Une mission scientifique italienne à Dakar, la génomique au service des ressources halieutiques, et l’Ambassadeur Michele Tommasi en visite jusqu’au marché de Soumbédioune : derrière ce geste discret se joue une autre lecture de la relation Sénégal-Italie, à l’heure où l’accord de pêche avec l’Union européenne reste suspendu. Portrait d’une coopération qui mise sur le savoir plutôt que sur le seul rapport de force commercial.

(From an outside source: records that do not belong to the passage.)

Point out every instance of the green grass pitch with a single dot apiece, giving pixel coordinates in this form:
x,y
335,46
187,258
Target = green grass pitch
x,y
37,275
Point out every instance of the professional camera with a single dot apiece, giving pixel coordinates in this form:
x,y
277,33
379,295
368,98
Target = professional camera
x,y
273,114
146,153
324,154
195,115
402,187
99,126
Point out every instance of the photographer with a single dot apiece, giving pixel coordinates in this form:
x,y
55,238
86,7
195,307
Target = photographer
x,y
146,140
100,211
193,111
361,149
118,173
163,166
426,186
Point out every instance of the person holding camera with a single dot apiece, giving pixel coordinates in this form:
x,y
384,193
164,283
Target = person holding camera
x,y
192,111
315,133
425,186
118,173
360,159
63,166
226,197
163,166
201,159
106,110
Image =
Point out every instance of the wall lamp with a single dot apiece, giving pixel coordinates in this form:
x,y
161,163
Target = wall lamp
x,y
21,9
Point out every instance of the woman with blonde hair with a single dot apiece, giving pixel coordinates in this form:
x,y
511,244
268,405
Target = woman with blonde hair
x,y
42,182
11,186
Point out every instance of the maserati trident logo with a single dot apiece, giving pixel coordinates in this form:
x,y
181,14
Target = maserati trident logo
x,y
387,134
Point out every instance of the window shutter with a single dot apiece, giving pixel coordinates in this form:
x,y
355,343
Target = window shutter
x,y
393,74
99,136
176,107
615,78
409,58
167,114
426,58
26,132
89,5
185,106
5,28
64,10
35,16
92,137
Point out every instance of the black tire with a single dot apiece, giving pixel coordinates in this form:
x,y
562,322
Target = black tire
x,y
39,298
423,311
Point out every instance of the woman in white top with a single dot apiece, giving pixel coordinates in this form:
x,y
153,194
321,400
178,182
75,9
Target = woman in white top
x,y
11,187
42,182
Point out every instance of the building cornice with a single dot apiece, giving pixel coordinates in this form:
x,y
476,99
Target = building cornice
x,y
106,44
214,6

Il est des missions qui ne font pas de bruit et qui, pourtant, disent beaucoup. Fin juillet, l’Ambassadeur d’Italie au Sénégal, Michele Tommasi, recevait la Professeure Giorgia Gioachini, de l’Università Politecnica delle Marche, venue partager son expertise en génomique et en épigénétique appliquées à la gestion durable des ressources halieutiques et au développement de l’aquaculture. À l’Institut Sénégalais de Recherches Agricoles comme à l’Institut Universitaire de Pêche et d’Aquaculture de l’Université Cheikh Anta Diop, la chercheuse a animé des séances de formation et un séminaire scientifique, avant de parcourir des sites aquacoles, des points de débarquement artisanal et le marché de Soumbédioune, où l’Ambassadeur lui-même a tenu à se rendre pour toucher du doigt la réalité d’une filière qu’il considère, dit-il, comme un terrain privilégié de rapprochement entre les deux pays.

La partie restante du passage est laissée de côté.